The Boreas Road Trip (Boreas-RT) dataset extends the multi-season Boreas dataset to new and diverse locations that pose challenges for modern autonomous driving algorithms. Boreas-RT comprises 60 sequences collected over 9 real-world routes, totalling 643 km of driving. Each route is traversed multiple times, enabling evaluation in identical environments under varying traffic and, in some cases, weather conditions. The data collection platform includes a 5MP FLIR Blackfly S camera, a 360 degree Navtech RAS6 Doppler-enabled spinning radar, a 128-channel 360 degree Velodyne Alpha Prime lidar, an Aeva Aeries II FMCW Doppler-enabled lidar, a Silicon Sensing DMU41 inertial measurement unit, and a Dynapar wheel encoder. Centimetre-level ground truth is provided via post-processed Applanix POS LV GNSS-INS data. The dataset includes precise extrinsic and intrinsic calibrations, a publicly available development kit, and a live leaderboard for odometry and metric localization. Benchmark results show that many state-of-the-art odometry and localization algorithms overfit to simple driving environments and degrade significantly on the more challenging Boreas-RT routes. Boreas-RT provides a unified dataset for evaluating multi-modal algorithms across diverse road conditions. The dataset, leaderboard, and development kit are available at www.boreas.utias.utoronto.ca.
Paper Structure (41 sections, 2 equations, 15 figures, 8 tables)

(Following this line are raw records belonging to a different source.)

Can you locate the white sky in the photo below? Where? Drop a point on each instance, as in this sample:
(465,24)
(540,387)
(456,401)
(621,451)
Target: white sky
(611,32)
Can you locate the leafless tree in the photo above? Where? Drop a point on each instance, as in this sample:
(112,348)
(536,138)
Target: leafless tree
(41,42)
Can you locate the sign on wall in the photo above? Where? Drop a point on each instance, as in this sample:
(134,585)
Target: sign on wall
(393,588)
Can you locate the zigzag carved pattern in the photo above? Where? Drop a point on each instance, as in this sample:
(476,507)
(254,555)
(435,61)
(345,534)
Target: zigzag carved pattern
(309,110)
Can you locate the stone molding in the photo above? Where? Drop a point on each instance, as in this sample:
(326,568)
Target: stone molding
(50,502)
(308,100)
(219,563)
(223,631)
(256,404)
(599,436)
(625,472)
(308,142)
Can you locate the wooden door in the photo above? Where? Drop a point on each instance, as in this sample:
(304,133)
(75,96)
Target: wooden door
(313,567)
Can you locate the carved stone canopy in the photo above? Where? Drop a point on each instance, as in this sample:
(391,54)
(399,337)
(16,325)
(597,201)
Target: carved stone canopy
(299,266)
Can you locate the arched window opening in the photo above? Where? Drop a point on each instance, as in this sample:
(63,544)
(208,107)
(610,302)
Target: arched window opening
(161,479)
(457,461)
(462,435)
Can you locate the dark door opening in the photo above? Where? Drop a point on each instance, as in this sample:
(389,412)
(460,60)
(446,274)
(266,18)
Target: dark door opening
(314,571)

This paper contains 41 sections, 2 equations, 15 figures, 8 tables.

Figures (15)

  • Figure 1: Our data collection platform, Boreas, is equipped with a 5MP FLIR Blackfly S camera, a 360° Navtech RAS6 Doppler-enabled spinning radar, a 360° Velodyne Alpha Prime lidar, an Aeva Aeries II FMCW Doppler-enabled lidar, a Silicon Sensing DMU41 IMU, and a Dynapar wheel encoder.

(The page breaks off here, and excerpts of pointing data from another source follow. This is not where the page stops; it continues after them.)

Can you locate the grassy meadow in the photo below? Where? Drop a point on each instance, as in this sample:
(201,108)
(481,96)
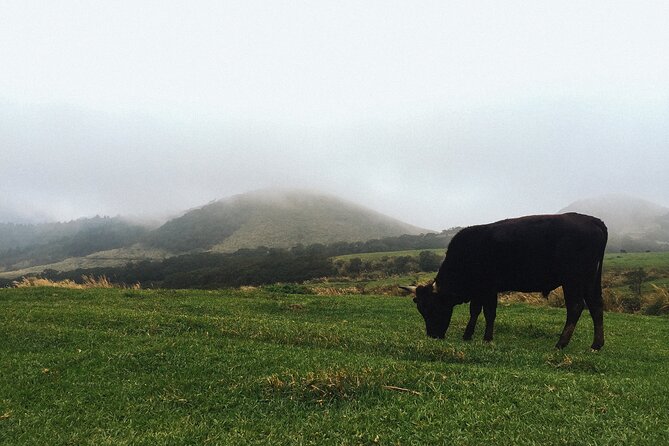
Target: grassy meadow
(146,367)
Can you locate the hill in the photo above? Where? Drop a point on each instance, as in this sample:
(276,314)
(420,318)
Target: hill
(634,224)
(25,245)
(279,219)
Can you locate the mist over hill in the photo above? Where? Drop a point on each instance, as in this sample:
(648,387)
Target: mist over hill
(270,218)
(282,218)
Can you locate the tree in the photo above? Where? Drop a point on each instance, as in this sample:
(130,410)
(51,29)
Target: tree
(428,261)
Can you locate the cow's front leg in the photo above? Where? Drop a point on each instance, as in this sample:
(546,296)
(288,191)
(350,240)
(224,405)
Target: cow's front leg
(490,312)
(574,303)
(475,307)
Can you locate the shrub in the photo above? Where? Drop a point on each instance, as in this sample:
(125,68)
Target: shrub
(657,303)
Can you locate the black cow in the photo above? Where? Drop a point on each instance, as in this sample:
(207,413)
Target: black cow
(531,254)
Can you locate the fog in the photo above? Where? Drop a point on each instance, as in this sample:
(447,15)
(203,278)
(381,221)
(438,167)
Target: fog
(437,113)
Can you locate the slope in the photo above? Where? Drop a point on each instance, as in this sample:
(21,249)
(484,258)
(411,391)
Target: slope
(283,218)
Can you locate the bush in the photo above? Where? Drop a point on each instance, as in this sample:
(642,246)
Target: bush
(657,303)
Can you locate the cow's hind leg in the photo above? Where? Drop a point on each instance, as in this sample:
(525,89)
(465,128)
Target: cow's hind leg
(573,299)
(490,312)
(596,308)
(475,307)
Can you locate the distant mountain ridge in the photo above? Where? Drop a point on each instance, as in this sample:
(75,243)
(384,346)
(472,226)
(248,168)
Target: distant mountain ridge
(282,218)
(276,218)
(272,218)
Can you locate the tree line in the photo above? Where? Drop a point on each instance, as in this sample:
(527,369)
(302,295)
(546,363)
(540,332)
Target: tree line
(264,265)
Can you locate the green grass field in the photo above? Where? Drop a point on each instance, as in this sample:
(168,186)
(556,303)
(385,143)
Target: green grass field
(110,367)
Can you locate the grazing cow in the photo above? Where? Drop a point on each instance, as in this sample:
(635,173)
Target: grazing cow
(531,254)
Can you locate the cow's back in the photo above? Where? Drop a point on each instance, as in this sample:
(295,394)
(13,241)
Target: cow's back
(534,253)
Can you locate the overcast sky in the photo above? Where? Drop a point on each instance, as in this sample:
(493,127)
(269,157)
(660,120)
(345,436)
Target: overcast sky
(439,113)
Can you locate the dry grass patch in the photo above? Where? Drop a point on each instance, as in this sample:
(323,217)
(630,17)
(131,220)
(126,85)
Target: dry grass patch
(87,282)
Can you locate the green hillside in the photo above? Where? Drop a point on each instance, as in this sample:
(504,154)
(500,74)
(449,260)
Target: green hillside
(121,367)
(275,219)
(23,246)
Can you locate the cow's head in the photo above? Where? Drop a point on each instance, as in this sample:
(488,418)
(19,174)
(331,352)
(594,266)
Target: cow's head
(434,309)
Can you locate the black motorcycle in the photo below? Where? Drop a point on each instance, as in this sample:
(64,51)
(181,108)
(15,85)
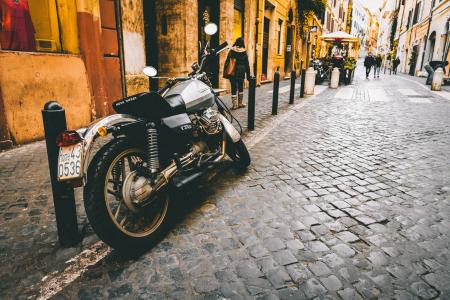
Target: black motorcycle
(158,141)
(321,71)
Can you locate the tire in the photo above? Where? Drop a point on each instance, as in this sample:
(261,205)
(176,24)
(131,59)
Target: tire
(100,214)
(239,154)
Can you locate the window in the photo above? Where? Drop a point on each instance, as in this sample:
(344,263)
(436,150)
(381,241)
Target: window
(417,13)
(238,21)
(279,29)
(409,19)
(34,25)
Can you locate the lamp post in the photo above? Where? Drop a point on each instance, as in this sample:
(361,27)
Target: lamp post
(308,38)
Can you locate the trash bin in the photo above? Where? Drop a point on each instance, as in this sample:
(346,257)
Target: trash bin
(433,66)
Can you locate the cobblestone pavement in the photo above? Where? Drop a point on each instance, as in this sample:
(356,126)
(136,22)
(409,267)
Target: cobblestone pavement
(28,239)
(349,197)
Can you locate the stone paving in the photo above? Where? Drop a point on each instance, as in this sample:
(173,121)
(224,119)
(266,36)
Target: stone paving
(349,197)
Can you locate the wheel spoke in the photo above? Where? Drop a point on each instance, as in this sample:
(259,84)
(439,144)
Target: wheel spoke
(123,220)
(117,210)
(122,161)
(114,193)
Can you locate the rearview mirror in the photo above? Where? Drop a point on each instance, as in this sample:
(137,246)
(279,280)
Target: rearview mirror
(210,29)
(150,71)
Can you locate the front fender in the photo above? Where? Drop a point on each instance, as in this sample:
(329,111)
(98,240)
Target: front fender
(229,129)
(90,134)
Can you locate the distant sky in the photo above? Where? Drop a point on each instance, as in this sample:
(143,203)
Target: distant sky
(373,5)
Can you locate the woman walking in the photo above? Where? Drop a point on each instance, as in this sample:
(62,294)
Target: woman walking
(235,69)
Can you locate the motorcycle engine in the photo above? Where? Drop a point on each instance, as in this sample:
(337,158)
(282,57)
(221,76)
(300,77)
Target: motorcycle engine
(208,122)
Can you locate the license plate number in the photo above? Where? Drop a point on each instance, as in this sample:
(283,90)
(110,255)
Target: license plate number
(70,162)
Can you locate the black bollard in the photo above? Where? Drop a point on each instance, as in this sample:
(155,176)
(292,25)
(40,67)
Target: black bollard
(154,84)
(291,95)
(302,84)
(251,104)
(54,118)
(276,85)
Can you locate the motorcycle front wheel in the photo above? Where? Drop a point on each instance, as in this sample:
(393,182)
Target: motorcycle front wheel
(130,231)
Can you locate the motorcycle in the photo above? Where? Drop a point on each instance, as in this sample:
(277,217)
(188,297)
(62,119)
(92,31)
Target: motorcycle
(159,141)
(321,73)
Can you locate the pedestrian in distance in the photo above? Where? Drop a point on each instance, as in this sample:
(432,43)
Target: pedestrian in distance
(377,68)
(395,65)
(368,63)
(236,69)
(388,65)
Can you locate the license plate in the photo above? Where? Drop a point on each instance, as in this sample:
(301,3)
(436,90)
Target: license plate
(70,162)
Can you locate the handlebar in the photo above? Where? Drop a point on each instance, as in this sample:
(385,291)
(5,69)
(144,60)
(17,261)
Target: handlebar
(221,47)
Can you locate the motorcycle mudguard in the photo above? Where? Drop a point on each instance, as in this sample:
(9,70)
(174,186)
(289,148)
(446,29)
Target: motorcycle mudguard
(90,134)
(229,129)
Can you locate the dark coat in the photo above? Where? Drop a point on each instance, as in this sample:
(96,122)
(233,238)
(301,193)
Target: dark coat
(242,64)
(369,61)
(378,61)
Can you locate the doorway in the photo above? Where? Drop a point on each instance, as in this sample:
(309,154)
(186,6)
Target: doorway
(413,60)
(265,49)
(209,11)
(288,51)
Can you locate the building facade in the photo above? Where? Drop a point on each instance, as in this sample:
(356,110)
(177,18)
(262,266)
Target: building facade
(422,34)
(67,51)
(88,53)
(360,26)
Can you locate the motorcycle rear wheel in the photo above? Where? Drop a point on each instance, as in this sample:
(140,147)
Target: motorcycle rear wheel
(238,152)
(129,232)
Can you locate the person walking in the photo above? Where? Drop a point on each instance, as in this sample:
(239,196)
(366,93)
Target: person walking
(378,61)
(235,69)
(388,65)
(368,63)
(396,64)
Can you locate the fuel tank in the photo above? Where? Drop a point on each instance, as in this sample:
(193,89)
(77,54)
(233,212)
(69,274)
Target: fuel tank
(195,95)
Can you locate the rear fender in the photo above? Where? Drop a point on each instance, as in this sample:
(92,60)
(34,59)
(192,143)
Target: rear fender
(90,134)
(229,129)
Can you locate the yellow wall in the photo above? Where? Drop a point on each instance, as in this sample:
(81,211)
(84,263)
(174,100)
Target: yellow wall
(28,81)
(275,60)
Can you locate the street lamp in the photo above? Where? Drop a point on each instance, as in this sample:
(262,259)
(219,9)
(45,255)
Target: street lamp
(308,38)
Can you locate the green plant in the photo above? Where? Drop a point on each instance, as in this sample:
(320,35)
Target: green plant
(349,63)
(306,8)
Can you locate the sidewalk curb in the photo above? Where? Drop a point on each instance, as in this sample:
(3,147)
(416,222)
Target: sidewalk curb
(275,121)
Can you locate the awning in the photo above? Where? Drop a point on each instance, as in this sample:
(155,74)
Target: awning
(339,36)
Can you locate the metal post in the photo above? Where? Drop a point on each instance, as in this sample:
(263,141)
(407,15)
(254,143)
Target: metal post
(153,84)
(302,84)
(276,85)
(291,95)
(54,118)
(251,104)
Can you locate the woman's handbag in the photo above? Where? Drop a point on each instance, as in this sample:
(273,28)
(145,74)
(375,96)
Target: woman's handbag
(230,68)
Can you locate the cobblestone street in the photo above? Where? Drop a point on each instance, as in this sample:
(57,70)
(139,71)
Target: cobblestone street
(348,196)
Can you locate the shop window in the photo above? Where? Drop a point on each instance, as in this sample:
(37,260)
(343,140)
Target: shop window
(279,29)
(238,25)
(29,25)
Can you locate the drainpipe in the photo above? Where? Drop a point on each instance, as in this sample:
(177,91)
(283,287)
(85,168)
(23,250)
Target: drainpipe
(428,32)
(255,64)
(118,13)
(446,45)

  • Figure 2: Boreas-RT sensor placements. All distances are given in metres, with exact values provided in the calibration folder. 'Lidar' refers to the $360\;°$ Velodyne Alpha-Prime lidar, whereas 'Aeva' refers to the Aeva Aeries II FMCW lidar.
  • Figure 3: Two overlaid lidar maps of the tunnel route, aligned using ground-truth poses, constructed from sequences driven in opposite directions (red and blue).

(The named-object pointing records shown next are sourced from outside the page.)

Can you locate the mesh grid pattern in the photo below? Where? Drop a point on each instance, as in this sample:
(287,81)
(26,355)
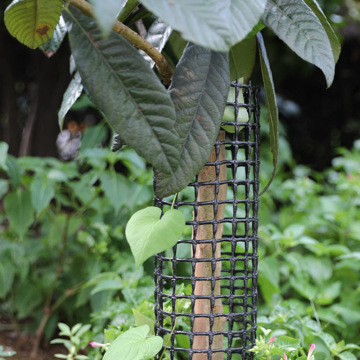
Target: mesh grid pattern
(206,285)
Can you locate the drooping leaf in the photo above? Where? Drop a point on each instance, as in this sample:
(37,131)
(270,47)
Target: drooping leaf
(242,58)
(134,345)
(199,90)
(115,187)
(19,210)
(53,45)
(212,24)
(71,94)
(271,105)
(148,235)
(126,90)
(33,22)
(296,24)
(334,41)
(42,191)
(106,12)
(157,35)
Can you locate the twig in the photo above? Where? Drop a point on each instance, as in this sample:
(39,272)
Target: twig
(165,71)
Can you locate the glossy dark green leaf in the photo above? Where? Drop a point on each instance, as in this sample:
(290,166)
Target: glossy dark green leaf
(199,90)
(296,24)
(271,105)
(33,22)
(214,24)
(242,58)
(53,45)
(119,81)
(334,41)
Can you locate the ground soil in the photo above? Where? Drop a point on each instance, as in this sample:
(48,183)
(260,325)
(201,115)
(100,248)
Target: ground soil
(22,344)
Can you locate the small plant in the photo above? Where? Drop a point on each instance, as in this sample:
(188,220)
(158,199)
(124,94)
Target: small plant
(74,343)
(6,352)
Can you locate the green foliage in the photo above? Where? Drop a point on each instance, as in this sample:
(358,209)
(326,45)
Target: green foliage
(6,352)
(199,90)
(134,345)
(76,341)
(148,129)
(148,235)
(33,22)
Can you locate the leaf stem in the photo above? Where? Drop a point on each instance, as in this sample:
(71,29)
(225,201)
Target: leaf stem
(162,65)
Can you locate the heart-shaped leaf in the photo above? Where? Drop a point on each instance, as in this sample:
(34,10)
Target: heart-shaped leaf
(297,25)
(199,91)
(33,22)
(148,235)
(271,106)
(133,345)
(121,84)
(214,24)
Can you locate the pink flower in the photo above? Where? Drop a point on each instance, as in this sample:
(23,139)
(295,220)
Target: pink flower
(311,350)
(95,344)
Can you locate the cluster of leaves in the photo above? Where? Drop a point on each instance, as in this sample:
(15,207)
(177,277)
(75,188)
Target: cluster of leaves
(309,257)
(173,130)
(62,224)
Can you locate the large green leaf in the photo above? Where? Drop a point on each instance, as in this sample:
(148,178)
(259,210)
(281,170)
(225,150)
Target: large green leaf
(199,90)
(213,24)
(296,24)
(126,90)
(271,105)
(33,22)
(19,210)
(148,235)
(106,12)
(242,58)
(157,35)
(334,41)
(134,345)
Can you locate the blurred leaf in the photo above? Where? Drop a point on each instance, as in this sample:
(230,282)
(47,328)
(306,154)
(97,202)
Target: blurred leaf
(115,187)
(19,210)
(32,22)
(71,94)
(134,345)
(106,12)
(53,45)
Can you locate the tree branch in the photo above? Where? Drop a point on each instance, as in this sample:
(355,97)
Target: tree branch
(165,71)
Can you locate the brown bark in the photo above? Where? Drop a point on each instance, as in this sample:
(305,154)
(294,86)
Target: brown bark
(204,251)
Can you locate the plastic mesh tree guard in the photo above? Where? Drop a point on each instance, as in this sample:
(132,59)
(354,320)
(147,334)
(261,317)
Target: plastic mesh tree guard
(206,285)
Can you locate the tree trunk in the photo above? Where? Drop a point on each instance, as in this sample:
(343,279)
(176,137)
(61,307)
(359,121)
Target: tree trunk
(205,251)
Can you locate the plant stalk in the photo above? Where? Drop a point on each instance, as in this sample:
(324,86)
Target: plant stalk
(165,70)
(205,251)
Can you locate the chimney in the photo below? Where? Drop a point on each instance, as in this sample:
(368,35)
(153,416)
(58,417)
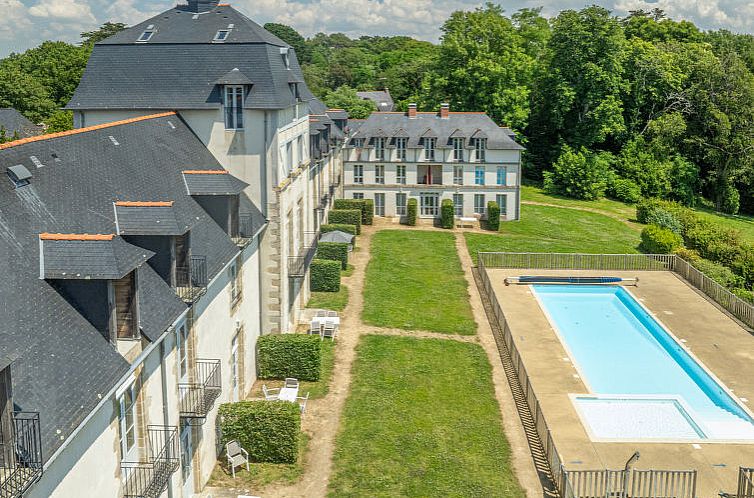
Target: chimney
(444,111)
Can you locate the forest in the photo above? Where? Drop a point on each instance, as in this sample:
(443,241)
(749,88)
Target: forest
(633,107)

  • Figure 4: The 'structured' data routes. Top to bottom: suburbs, industrial, urban. Left to right: camera image, radar scan, lidar scan (aligned to radar scan and with ground plane removed), OpenStreetMap route overview. Note the high level of structure and clear geometric features. The 'urban' sequences feature extensive cars, pedestrians, cyclists, trams, and other dynamic urban objects.
  • Figure 5: The 'rural' data routes. Top to bottom: forest, farm. Left to right: camera image, radar scan, lidar scan (aligned to radar scan and with ground plane removed), OpenStreetMap route overview. Note the lack of any structure. The farm sequence has a car in front of the data collection platform that is raising a dust cloud and consequently obscuring it in both the camera and lidar data.